Empobrecimento das famílias e negligência do governo federal
Enquanto as famílias empobrecem, como consequência da desastrosa política econômica do desgoverno Bolsonaro, os recursos destinados à Saúde também foram pauperizados ao longo dos anos. O Projeto de Lei Orçamentária Anual (PLOA) de 2023 prevê para a área de segurança alimentar e nutricional do Ministério da Saúde apenas R$ 25.576.805, contra R$ 66 milhões orçados para 2022.
A penúria ataca todas as políticas públicas criados ao longo dos governos do PT para garantir a segurança alimentar da população. Entre eles, o programa de doação de leite a famílias pobres do Nordeste e Minas Gerais, a construção de cisternas e a compra de alimentos produzidos pela agricultura familiar.
Em 2021, o Brasil registrou a maior taxa de internações de bebês menores de um ano associadas à desnutrição em 14 anos. Foram 113 hospitalizações para cada 100 mil nascidos vivos. No total, 2.979 menores, ou oito bebês por dia, estiveram internados por problemas gerados pela desnutrição em todo o ano passado.
Em 2008, o índice era de 102 hospitalizações para cada 100 mil nascidos vivos. A taxa atingiu seu menor patamar em 2011, com 75 internações. Até 30 de agosto deste ano, já foram hospitalizados 2.115 bebês por desnutrição. A média diária de 2022 supera a do ano passado, com quase nove internações a cada dia.
Os dados são do Observa Infância, uma iniciativa da Fundação Oswaldo Cruz (Fiocruz) com a Unifase. O levantamento também considera as internações causadas por outras deficiências nutricionais e as sequelas deixadas pela desnutrição. Entre as causas apontadas no estudo, estão o aumento dos preços dos alimentos, a diminuição na renda das famílias e o crescimento do emprego informal.
Além disso, enquanto o Programa Bolsa Família determinava que crianças de até sete anos precisavam ir a uma unidade de saúde a cada seis meses para fazer avaliação nutricional, o Auxílio Brasil de Bolsonaro acabou com essa obrigação. Com o fim do monitoramento da situação nutricional das crianças, casos de desnutrição que poderiam ser resolvidos na atenção primária deixam de ser identificados.
Na última quinta-feira (10), em encontro com parlamentares em Brasília, o presidente eleito Luiz Inácio Lula da Silva chorou ao comentar o retrocesso dos anos Bolsonaro. “Desculpem, mas o fato é que eu jamais esperava que a fome voltasse nesse país… Porque este país é o terceiro produtor de alimentos do mundo, o maior produtor de proteína animal do mundo e pode garantir que cada cidadão possa comer”, afirmou.

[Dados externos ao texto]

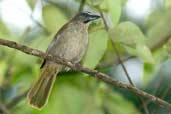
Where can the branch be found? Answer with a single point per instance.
(77, 67)
(16, 100)
(82, 5)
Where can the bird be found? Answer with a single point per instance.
(69, 43)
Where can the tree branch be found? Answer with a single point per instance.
(77, 67)
(82, 5)
(16, 100)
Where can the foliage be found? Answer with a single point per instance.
(76, 93)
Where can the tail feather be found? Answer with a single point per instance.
(39, 93)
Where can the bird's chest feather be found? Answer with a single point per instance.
(71, 43)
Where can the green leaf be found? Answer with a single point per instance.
(113, 9)
(167, 3)
(113, 102)
(95, 2)
(160, 31)
(148, 72)
(133, 40)
(4, 32)
(97, 46)
(127, 33)
(145, 54)
(53, 18)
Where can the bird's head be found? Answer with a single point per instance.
(86, 17)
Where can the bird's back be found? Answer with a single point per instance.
(70, 42)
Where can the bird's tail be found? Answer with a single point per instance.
(39, 93)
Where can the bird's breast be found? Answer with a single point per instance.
(71, 43)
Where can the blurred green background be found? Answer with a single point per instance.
(141, 31)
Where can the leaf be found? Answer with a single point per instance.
(96, 49)
(167, 3)
(145, 54)
(113, 9)
(95, 2)
(130, 35)
(148, 72)
(53, 18)
(113, 102)
(159, 31)
(127, 33)
(4, 32)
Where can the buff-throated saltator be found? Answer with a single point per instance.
(70, 43)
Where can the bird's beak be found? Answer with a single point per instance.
(93, 17)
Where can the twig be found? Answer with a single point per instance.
(77, 67)
(82, 5)
(122, 64)
(16, 100)
(4, 109)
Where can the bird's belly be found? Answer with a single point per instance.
(72, 49)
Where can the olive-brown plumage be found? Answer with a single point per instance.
(70, 43)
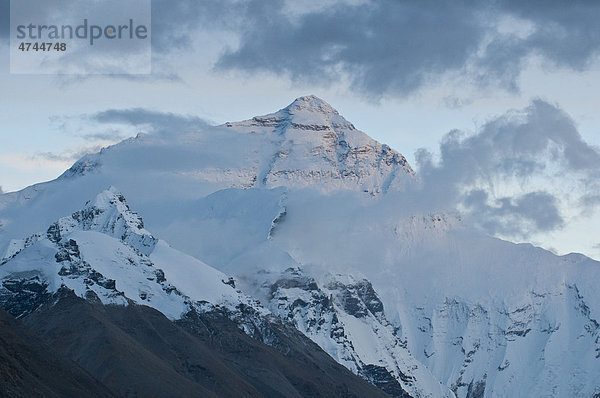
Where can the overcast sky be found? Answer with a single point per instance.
(493, 102)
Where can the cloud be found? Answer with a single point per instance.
(496, 175)
(514, 216)
(107, 135)
(152, 120)
(383, 47)
(396, 47)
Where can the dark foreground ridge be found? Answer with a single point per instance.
(101, 351)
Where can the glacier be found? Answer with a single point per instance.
(313, 222)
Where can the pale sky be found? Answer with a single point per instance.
(406, 73)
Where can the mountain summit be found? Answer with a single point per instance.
(275, 216)
(313, 145)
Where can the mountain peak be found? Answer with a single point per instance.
(311, 103)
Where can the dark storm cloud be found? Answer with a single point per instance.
(156, 121)
(540, 140)
(384, 47)
(395, 47)
(516, 216)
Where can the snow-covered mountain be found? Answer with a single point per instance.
(103, 252)
(310, 218)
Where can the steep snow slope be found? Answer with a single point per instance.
(305, 144)
(103, 252)
(287, 190)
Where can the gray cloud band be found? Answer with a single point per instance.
(517, 147)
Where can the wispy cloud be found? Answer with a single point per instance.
(396, 47)
(152, 120)
(514, 175)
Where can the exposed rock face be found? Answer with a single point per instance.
(136, 351)
(315, 146)
(347, 319)
(30, 367)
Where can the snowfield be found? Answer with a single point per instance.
(310, 219)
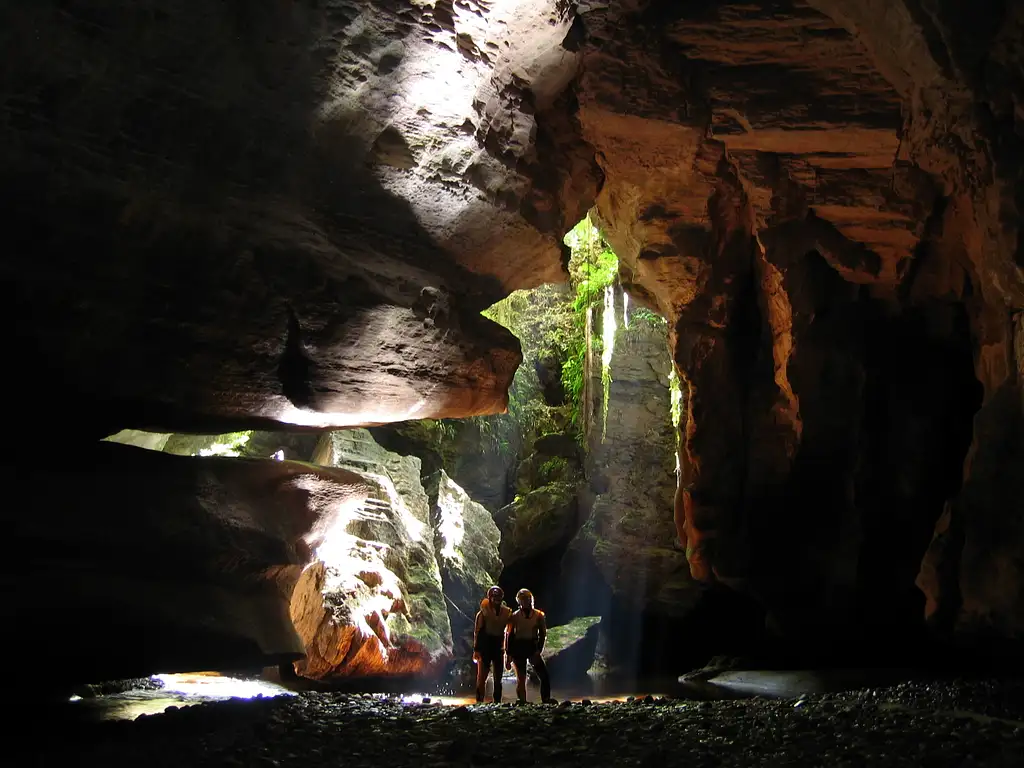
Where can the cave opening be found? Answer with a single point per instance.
(306, 246)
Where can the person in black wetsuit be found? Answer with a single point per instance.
(488, 633)
(524, 641)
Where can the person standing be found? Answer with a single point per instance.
(524, 641)
(488, 632)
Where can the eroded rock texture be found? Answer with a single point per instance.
(288, 214)
(626, 561)
(136, 561)
(225, 217)
(819, 196)
(373, 602)
(466, 546)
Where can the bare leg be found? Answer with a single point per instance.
(497, 668)
(520, 678)
(542, 672)
(481, 680)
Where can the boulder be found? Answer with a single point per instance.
(538, 520)
(629, 537)
(135, 561)
(466, 541)
(373, 604)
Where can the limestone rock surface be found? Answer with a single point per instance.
(466, 541)
(372, 604)
(135, 562)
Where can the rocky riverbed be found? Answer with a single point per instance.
(958, 723)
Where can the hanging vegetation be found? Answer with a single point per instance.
(593, 269)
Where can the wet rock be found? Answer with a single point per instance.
(373, 602)
(569, 648)
(466, 541)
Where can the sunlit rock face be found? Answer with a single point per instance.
(372, 604)
(818, 198)
(466, 542)
(288, 214)
(135, 561)
(226, 218)
(629, 541)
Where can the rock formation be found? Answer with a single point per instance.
(136, 561)
(466, 546)
(229, 217)
(373, 603)
(827, 253)
(569, 648)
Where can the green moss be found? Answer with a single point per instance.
(229, 443)
(541, 514)
(553, 470)
(593, 266)
(564, 635)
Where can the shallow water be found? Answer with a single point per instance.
(179, 690)
(187, 689)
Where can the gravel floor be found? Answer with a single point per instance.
(961, 723)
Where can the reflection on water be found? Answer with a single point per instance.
(187, 689)
(178, 690)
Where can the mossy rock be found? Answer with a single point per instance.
(538, 520)
(570, 647)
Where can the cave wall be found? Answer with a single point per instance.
(839, 261)
(626, 562)
(227, 217)
(275, 215)
(137, 561)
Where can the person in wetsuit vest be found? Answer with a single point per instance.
(488, 632)
(524, 641)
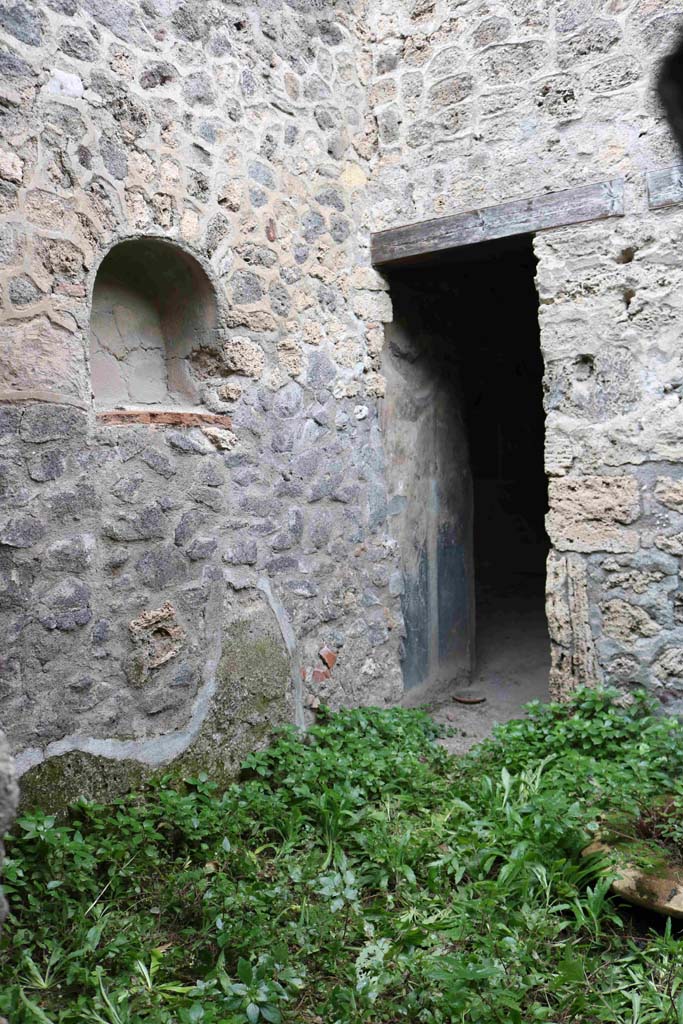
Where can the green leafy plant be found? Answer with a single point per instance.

Lula reafirmou que a prioridade zero de seu terceiro mandato será, outra vez, “a mesma que eu disse em dezembro de 2002”. “Se, quando eu terminar este mandato, cada brasileiro estiver tomando café, almoçando e jantando, outra vez eu terei cumprido a missão da minha vida”, afirmou, enxugando as lágrimas enquanto recebia aplausos.
A regra de ouro prosseguiu Lula, “é garantir que nenhuma criança vá dormir sem tomar um copo de leite e acorde sem ter um pão com manteiga pra comer todo dia, é o compromisso que esse país maravilhoso tenha o povo voltando a sorrir”, finalizou o presidente mais popular da história.